The Lord’s Little Helper

Paul Felix Schott

September 15, 2011 9:42 am

I’d like to point out that it’s not just about the newest automotive technologies and the fattest wallets that can afford to pay for the latest and greatest clean energy fad. It’s quite easy to reduce your carbon footprint to near zero by riding your bike, or, for longer commutes – taking public transportation.

I don’t know a city where there isn’t a bus (if not a train or subway) that can take you where you want to go. The key with public transit is that it takes many people at once – so the average carbon emissions per person are very, very low. And with more efficient buses coming on line all the time, the number gets even better. For those that say you don’t have access to a bus, get some coworkers/ friends together and carpool. Just one more person will cut your CO2 emissions in half!

June 21, 2011 3:56 am

I like the concept of plug-in hybrid cars. My only question is why is it taking so long for these products to hit the market? I know that working concepts have been around for quite a while now. Hopefully soon we’ll be able to completely replace petrol and diesel automobiles.

May 7, 2011 8:39 am

Plug-In hybrid automobiles are now becoming more and more popular worldwide and people must be aware that this innovation can help in saving the Earth by its friendly ways and efforts. I just hope that these kits will be available in the local markets too.

April 7, 2011 3:46 am

Wow, hybrid cars are genius? Are they available worldwide? I live in East Asia, and I haven’t seen them here…

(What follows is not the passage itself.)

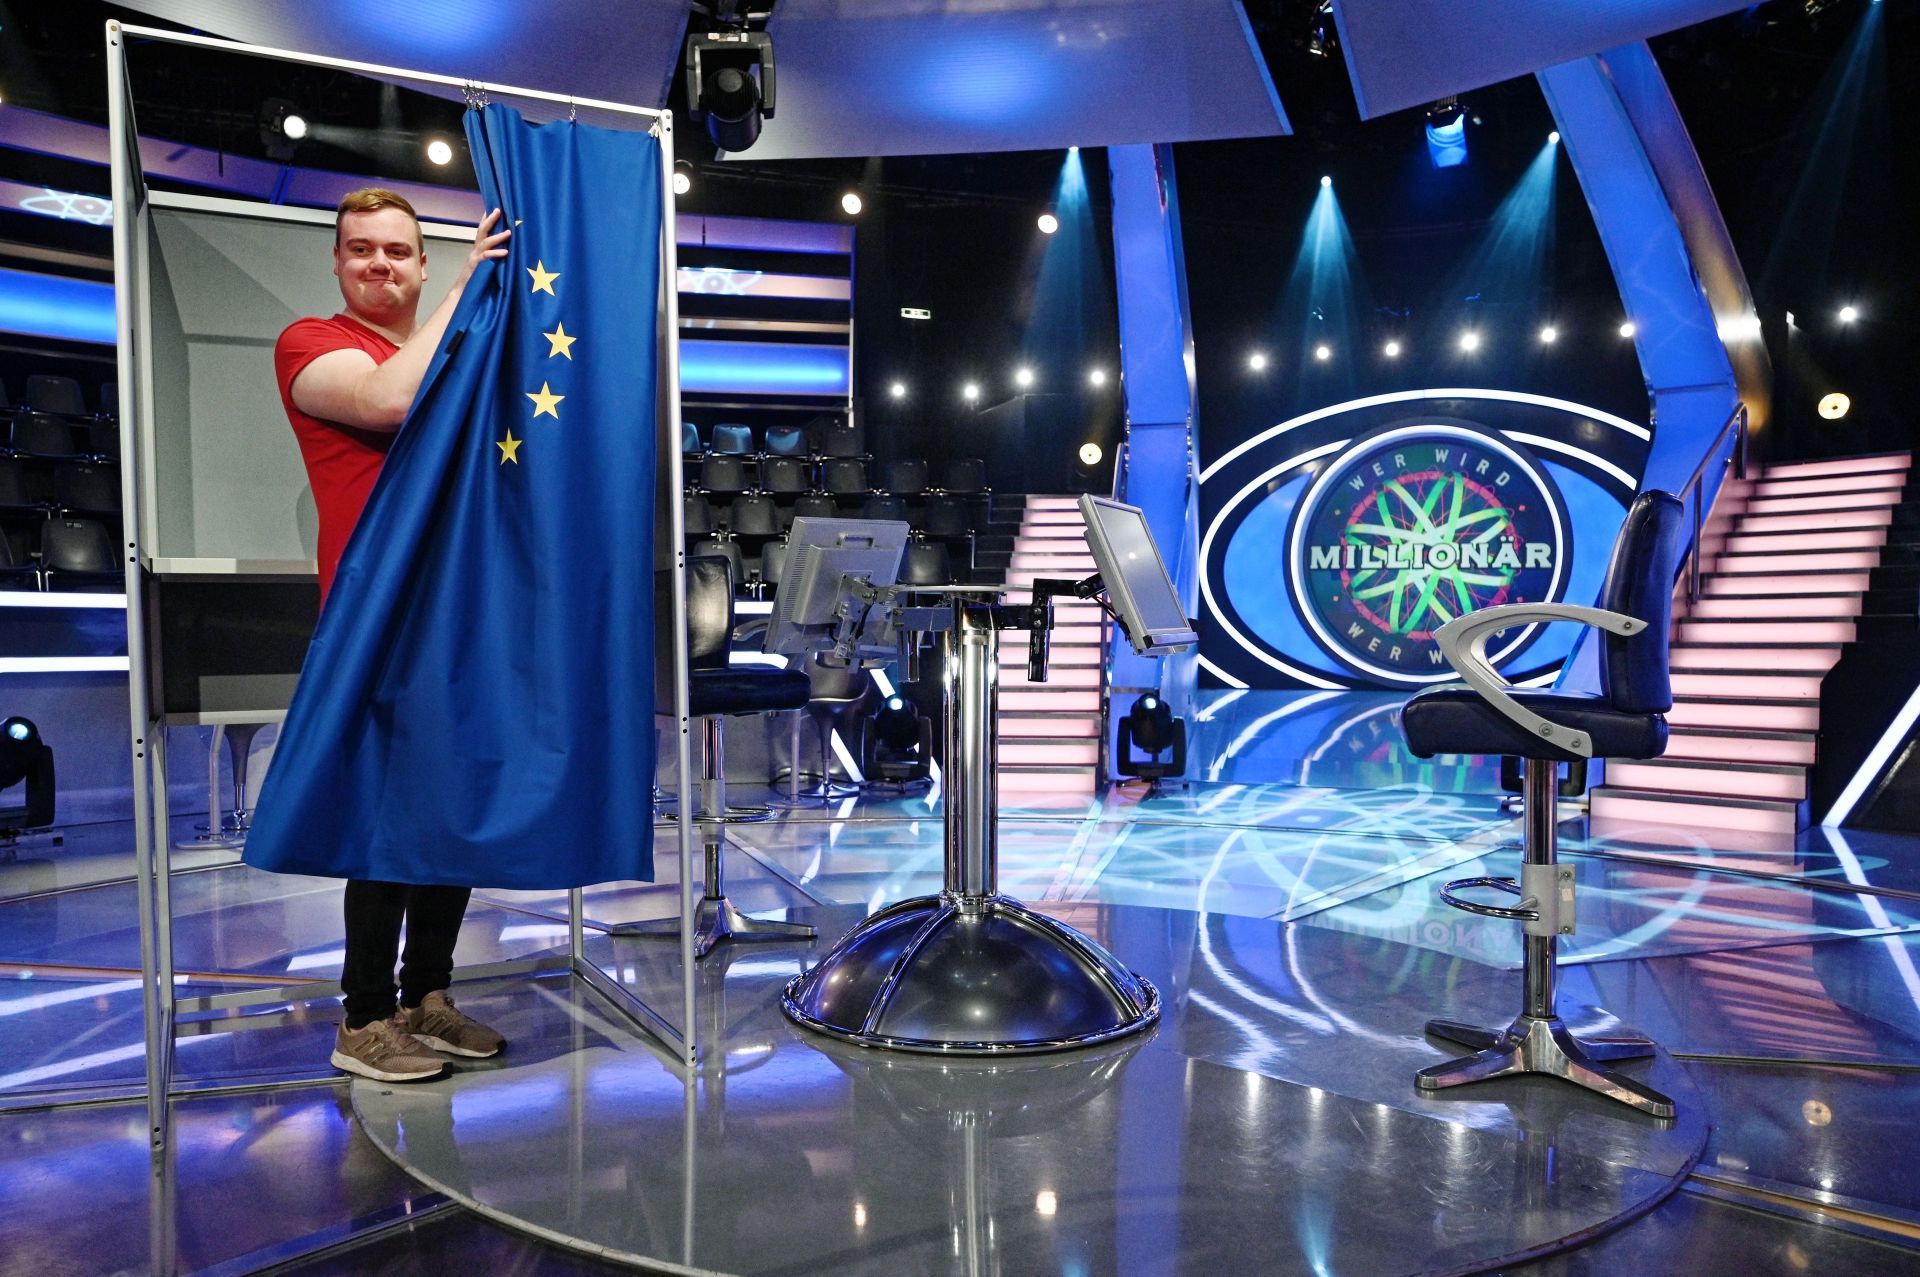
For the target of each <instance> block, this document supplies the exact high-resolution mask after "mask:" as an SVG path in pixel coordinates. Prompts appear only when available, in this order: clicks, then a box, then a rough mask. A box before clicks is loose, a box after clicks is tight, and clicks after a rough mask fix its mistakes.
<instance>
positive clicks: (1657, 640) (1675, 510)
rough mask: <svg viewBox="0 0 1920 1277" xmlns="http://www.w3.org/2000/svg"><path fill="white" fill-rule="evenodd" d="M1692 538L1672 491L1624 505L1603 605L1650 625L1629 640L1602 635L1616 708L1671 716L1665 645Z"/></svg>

an environmentally conscious drifter
July 15, 2012 4:57 am
Reply to  Anonymous

Electric energy is very expensive, it’s just the pollution matter solved with this type.

February 28, 2009 11:53 am

I am interested in finding answers to the following questions. Please add these topics to this article.

1. What is the source fuel for the average American’s electric power? I have heard somewhere that most electric plants in the U.S. are powered by coal. Does that mean plug-in hybrids actually replace gas power with coal power?

2. How long do hybrid car batteries last (service life of the battery)? Are these “green” bio-degradable batteries, or are they full of exotic chemicals? What is the environmental impact of recycling batteries of millions of hybrid cars? Greenhouse gas emissions may be lower, but will the environmental impact of millions of pounds of hybrid batteries be worse overall?

I am not against hybrid cars, but I have these questions that I never see addressed when hybrids are discussed and I am looking for the facts.

Thanks for your time and best regards.